The artifact contract is tested in tests/test_qpu_data_artifact.py. The tests cover:

  • real artifact round-trip and hashes
  • stale array-hash and artifact-hash tamper rejection
  • synthetic artifact rejection by the publication gate
  • missing timestamp/replay rejection
  • invalid diagonal, negative, or directed K_nm
  • sub-tolerance non-zero diagonal K_nm rejection
  • sub-tolerance negative K_nm rejection
  • large-scale directed K_nm rejection without relative-tolerance masking
  • empty zero-oscillator K_nm rejection
  • shape and metadata rejection
  • numeric payload rejection for string, boolean, and complex coercion
  • SC-NeuroCore datastream top-level mapping rejection
  • SC-NeuroCore datastream missing-seed replay identity rejection
  • SC-NeuroCore datastream non-integer seed rejection
  • SC-NeuroCore datastream n_layers consistency rejection
  • SC-NeuroCore datastream positive finite dt_s rejection
  • SC-NeuroCore datastream positive integer n_steps rejection
  • SC-NeuroCore datastream non-empty source_project rejection
  • SC-NeuroCore datastream canonical payload fingerprinting
  • SC-NeuroCore datastream canonical layer-label fingerprinting
  • SC-NeuroCore datastream canonical numeric-container fingerprinting
  • SC-NeuroCore datastream extra-key exclusion from canonical fingerprinting
  • SC-NeuroCore datastream publication-safe source-mode rejection
  • SC-NeuroCore datastream adapter identity-override validation
  • SC-NeuroCore datastream numeric payload coercion rejection
  • SC-NeuroCore datastream layer-label coercion rejection
  • ragged numeric payload rejection with artifact-contract errors
  • SC-NeuroCore datastream adaptation
  • schema-version rejection
  • defensive-copy/read-only array immutability
  • defensive-copy/read-only layer-assignment immutability
  • defensive-copy/read-only metadata and hash-map immutability
  • recursive metadata freezing with JSON-native serialisation
  • metadata rejection for non-string keys, non-finite floats, and opaque values
  • hash-map rejection for unknown keys and malformed digest strings
  • top-level artifact-hash syntax rejection before payload comparison
  • provenance identifier type, blank-value, and whitespace normalisation checks
  • required identity-field type and whitespace normalisation checks
  • loader rejection for non-string required identity fields
  • loader rejection for non-mapping top-level payloads
  • constructor and loader rejection for non-mapping metadata/hash containers
  • layer-assignment rejection for scalar strings, non-string entries, and blanks

Frontier interfaces that are not implemented yet are guarded in tests/test_frontier_interface_guards.py; those paths fail loudly instead of returning synthetic scientific values.

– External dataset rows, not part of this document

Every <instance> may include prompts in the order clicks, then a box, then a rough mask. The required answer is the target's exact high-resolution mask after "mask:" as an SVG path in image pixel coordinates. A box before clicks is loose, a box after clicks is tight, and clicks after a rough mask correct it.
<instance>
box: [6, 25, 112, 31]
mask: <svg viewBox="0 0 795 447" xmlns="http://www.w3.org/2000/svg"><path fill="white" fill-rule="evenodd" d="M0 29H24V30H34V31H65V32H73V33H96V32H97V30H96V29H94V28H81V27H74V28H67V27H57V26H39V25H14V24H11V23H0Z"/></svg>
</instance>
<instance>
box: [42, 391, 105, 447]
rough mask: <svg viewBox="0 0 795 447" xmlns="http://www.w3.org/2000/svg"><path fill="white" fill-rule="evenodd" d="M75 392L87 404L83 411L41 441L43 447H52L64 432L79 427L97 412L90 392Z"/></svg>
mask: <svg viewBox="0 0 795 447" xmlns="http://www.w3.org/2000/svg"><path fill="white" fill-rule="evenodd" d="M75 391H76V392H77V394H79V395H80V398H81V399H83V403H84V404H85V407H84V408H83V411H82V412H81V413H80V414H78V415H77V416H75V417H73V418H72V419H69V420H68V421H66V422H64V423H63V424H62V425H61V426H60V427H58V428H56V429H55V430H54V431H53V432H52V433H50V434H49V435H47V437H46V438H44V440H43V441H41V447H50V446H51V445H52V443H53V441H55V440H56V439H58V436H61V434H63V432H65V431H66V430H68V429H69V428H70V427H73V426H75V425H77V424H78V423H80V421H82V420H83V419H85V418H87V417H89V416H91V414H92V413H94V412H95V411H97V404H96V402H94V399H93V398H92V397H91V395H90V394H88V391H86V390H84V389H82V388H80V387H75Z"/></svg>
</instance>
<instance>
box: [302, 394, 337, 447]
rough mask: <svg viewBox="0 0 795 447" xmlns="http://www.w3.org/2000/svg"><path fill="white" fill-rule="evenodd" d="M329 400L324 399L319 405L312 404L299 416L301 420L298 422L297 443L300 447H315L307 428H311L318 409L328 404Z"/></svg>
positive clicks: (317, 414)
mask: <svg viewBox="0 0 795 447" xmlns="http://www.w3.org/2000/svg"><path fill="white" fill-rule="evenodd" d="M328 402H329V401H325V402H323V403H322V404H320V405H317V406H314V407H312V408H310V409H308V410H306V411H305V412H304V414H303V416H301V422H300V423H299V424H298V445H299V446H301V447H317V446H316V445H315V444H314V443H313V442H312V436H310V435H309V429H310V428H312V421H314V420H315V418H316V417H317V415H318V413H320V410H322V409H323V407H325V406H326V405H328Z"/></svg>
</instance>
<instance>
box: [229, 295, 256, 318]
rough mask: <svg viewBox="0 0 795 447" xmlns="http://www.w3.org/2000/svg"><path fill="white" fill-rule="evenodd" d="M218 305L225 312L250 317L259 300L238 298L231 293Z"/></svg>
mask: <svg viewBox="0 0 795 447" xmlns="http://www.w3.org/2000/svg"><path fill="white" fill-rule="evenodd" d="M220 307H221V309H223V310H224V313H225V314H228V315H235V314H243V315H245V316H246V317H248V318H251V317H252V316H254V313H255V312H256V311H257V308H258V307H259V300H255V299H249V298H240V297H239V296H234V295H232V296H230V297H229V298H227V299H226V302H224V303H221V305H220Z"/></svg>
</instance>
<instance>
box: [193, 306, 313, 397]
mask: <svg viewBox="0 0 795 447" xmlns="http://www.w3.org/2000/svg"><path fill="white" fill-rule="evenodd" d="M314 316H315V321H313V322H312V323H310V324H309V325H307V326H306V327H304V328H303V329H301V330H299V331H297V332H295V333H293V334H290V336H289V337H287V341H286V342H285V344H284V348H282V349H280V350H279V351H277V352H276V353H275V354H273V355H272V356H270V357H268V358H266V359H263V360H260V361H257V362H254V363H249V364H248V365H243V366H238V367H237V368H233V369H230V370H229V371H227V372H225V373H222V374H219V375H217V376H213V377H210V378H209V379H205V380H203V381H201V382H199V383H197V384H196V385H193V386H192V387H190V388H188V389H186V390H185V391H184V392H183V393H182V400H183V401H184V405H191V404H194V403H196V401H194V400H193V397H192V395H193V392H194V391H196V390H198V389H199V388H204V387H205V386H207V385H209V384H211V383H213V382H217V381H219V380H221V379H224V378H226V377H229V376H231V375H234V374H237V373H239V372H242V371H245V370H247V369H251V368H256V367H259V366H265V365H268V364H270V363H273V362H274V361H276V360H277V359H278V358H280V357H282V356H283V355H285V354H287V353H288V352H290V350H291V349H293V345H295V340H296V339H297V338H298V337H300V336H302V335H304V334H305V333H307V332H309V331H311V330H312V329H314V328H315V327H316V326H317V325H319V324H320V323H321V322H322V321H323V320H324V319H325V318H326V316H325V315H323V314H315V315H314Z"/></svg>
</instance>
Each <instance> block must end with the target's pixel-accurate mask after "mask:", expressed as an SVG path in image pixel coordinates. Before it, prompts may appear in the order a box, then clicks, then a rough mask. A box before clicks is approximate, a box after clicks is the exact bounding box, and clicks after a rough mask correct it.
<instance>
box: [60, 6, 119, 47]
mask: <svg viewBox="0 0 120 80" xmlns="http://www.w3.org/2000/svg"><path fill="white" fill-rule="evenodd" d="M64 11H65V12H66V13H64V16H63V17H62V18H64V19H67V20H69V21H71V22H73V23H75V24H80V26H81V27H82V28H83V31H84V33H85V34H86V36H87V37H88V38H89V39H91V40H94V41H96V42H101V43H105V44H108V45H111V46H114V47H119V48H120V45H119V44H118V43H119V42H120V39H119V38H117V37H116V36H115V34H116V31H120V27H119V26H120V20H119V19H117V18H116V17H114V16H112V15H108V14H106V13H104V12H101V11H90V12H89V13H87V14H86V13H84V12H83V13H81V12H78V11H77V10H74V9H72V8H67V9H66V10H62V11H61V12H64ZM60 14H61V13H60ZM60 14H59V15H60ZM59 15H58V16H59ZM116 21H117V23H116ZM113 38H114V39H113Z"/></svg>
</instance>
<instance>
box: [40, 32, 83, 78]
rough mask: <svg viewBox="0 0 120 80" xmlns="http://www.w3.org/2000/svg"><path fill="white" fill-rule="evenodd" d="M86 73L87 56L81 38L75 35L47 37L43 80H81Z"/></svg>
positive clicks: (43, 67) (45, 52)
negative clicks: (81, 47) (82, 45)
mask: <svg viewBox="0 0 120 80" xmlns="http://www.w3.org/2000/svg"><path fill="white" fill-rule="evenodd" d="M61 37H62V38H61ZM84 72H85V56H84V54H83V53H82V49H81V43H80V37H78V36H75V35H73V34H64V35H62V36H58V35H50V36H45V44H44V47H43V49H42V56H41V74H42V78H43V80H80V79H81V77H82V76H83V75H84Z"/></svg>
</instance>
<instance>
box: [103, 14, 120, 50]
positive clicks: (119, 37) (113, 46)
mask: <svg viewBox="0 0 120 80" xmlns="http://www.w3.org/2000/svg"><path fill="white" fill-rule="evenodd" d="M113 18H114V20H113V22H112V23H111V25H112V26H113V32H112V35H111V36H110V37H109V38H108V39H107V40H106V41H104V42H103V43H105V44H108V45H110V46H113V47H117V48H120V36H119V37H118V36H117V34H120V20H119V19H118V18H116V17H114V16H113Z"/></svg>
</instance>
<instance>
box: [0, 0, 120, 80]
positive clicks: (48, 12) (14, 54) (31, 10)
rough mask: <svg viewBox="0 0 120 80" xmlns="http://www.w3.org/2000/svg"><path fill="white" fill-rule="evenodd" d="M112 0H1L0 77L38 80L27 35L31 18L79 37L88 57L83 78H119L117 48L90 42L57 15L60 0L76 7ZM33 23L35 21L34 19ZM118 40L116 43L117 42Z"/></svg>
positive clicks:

Performance and language path

QPUDataArtifact is a validation and serialisation boundary. It is not a numerical hot loop. Per docs/language_policy.md, it is exempt from a compiled-language path: the work is array validation, JSON serialisation, and SHA-256 hashing implemented by NumPy, Python's standard library, and compiled C/Rust internals.

No benchmark is claimed for this module. Its correctness criterion is schema validation and reproducible hashes, not throughput.